1 column with different schemas across files in folder in Spark (PlainDoubleDictionary)


TLDR
Data Source: GCS
target BigQuery
Problem wildcard reads multiple files, all with same columns, but airport_fee sometimes is of integer and sometimes of double datatype
Error: java.lang.UnsupportedOperationException: org.apache.parquet.column.values.dictionary.PlainValuesDictionary$PlainDoubleDictionary

I am using New York Taxi data for a project. All was going smooth until I tried to load the data from GCS to BigQuery with Spark after applying some light transformations (some type casting, renaming columns and some filters)

the problem is a column called "airport_fee"

apparently the column is int type in some files, and double type in others.

here is a sample

yellow_source = f"gs://{gcp_bucket}/yellow_trip_data/*"

spark = SparkSession \
    .builder \
    .master('yarn') \
    .config("spark.sql.files.ignoreCorruptFiles", "true") \
    .config("spark.sql.ansi.enabled", "true") \
    .appName('ny_taxi') \
    .getOrCreate()

df = spark.read.parquet(yellow_source) \
.withColumn("airport_fee", F.col('airport_fee').cast('double')

df= df.write \
    .mode("overwrite") \
    .option("overwriteSchema", "true") \
    .format("bigquery") \
    .option("temporaryGcsBucket", gcs_spark_bucket) \
    .option("dataset", staging_dataset) \
    .save("bqtb_stg_yellow")

I have hopelessly tried the above, and many other variations(mergeschema, overwriteschema, ignore corrupt files, schema(schema)), even when they didn't make sense. all of them failed.

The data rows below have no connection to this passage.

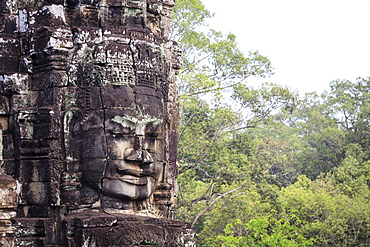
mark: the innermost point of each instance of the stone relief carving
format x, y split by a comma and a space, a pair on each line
89, 114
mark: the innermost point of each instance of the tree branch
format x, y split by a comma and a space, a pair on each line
213, 202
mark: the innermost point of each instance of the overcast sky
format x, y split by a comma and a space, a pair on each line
309, 42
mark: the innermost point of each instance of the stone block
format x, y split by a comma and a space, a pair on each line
117, 96
46, 170
8, 192
40, 193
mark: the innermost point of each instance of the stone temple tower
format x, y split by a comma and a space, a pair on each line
88, 118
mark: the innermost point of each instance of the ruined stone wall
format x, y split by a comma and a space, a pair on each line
70, 71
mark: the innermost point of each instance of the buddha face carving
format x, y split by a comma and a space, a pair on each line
133, 168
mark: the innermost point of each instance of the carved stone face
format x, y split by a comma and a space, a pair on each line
121, 146
133, 168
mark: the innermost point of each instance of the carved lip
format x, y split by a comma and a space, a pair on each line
133, 180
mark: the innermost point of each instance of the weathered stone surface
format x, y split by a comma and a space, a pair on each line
104, 230
89, 117
8, 205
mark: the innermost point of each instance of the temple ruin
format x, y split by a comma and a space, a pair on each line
89, 118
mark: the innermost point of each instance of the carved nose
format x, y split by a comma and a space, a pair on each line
138, 155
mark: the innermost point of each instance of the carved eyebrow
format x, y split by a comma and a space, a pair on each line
132, 122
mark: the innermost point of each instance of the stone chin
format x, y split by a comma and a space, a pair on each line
129, 188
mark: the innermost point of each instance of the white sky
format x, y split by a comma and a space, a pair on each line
309, 42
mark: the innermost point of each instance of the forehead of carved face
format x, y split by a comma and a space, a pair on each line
122, 150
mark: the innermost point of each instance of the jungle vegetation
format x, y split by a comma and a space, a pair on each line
260, 165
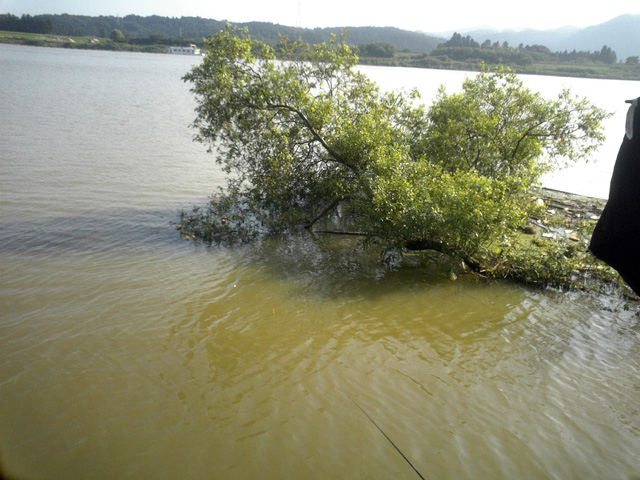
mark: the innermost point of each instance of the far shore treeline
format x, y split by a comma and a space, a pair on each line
384, 46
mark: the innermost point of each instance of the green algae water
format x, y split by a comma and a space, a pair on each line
127, 352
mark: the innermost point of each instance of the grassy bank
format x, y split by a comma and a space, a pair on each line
552, 249
618, 71
85, 43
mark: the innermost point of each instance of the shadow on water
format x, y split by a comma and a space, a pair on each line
118, 230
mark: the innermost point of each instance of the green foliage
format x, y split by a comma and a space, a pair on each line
301, 137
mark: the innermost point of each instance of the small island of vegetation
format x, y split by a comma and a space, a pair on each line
312, 140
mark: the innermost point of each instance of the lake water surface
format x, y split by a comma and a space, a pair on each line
127, 352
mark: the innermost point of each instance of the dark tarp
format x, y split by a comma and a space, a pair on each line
616, 237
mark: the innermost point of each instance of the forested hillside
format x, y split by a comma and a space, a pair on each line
186, 29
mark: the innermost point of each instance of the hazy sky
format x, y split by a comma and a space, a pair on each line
406, 14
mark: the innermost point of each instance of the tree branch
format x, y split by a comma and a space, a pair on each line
333, 205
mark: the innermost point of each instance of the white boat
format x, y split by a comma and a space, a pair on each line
190, 50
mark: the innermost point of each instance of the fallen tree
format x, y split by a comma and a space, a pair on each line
302, 138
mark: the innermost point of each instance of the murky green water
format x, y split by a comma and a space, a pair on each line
127, 352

I think I have only managed to make it work with 1 file at a time, but that would defy the purpose of using Spark wouldn't it? the files are sub 50mb on average. (P.S wrapping the code in a for loop fails after first couple of files anyway)

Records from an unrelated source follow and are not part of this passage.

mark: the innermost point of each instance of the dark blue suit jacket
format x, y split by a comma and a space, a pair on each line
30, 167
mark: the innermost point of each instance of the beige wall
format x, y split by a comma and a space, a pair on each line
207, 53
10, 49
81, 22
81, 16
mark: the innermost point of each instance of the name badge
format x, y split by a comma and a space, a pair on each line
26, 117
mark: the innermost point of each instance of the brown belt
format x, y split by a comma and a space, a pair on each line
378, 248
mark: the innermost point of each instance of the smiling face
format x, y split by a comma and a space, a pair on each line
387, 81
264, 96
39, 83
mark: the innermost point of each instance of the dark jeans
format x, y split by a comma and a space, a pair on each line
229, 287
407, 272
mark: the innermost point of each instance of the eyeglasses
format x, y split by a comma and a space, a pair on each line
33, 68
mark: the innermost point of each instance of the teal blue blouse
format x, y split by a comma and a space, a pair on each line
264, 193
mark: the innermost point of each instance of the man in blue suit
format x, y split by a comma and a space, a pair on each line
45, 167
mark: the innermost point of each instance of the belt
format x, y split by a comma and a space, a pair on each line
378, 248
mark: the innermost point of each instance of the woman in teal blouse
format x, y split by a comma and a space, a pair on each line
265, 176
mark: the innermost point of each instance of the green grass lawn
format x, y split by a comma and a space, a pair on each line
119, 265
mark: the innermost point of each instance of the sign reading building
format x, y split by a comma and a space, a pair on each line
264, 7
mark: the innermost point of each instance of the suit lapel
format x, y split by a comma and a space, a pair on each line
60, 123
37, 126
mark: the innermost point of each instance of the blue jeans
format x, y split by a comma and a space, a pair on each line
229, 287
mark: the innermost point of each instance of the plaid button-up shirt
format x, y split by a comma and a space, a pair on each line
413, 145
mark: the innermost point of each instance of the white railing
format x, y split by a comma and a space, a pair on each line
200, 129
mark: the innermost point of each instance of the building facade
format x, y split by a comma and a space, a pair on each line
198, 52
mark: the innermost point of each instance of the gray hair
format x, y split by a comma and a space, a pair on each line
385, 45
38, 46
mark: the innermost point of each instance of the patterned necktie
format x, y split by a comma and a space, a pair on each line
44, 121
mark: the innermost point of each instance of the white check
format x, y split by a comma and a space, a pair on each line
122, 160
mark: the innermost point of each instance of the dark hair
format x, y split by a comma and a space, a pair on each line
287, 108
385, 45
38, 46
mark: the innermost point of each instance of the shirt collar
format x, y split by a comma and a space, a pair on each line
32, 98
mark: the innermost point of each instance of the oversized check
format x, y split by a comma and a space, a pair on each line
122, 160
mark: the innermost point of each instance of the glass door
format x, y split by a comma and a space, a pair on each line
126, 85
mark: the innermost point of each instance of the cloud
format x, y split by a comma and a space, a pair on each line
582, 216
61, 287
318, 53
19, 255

I have ended up dropping the column all together as I have spent way too much time trying to resolve this, but I do not feel good about that.

any tips would be appreciated.

full error

Caused by: java.lang.UnsupportedOperationException: org.apache.parquet.column.values.dictionary.PlainValuesDictionary$PlainDoubleDictionary


Solution

  • I solved this long ago, and just recently packaged the solution.

    pip install schemadiffed
    

    context: When I made this post, I was working on ingesting data where all files had the same columns, but some columns had varying data types across files (int vs double). Processing these files directly in Spark caused issues due to these schema inconsistencies. It also didnt work in Bigquery.

    To circumvent this, I devised a solution to group the files based on their schemas. This involved reading the metadata of each file to extract the schema information, then grouping the files that had the same schema. Now I could just run some loops on each schema group and cast them to a unified schema at the destination.

    Although unlikely, but I packaged this solution in case someone else ever has the same problem, they wouldn't have to walk around in circles for days like I did.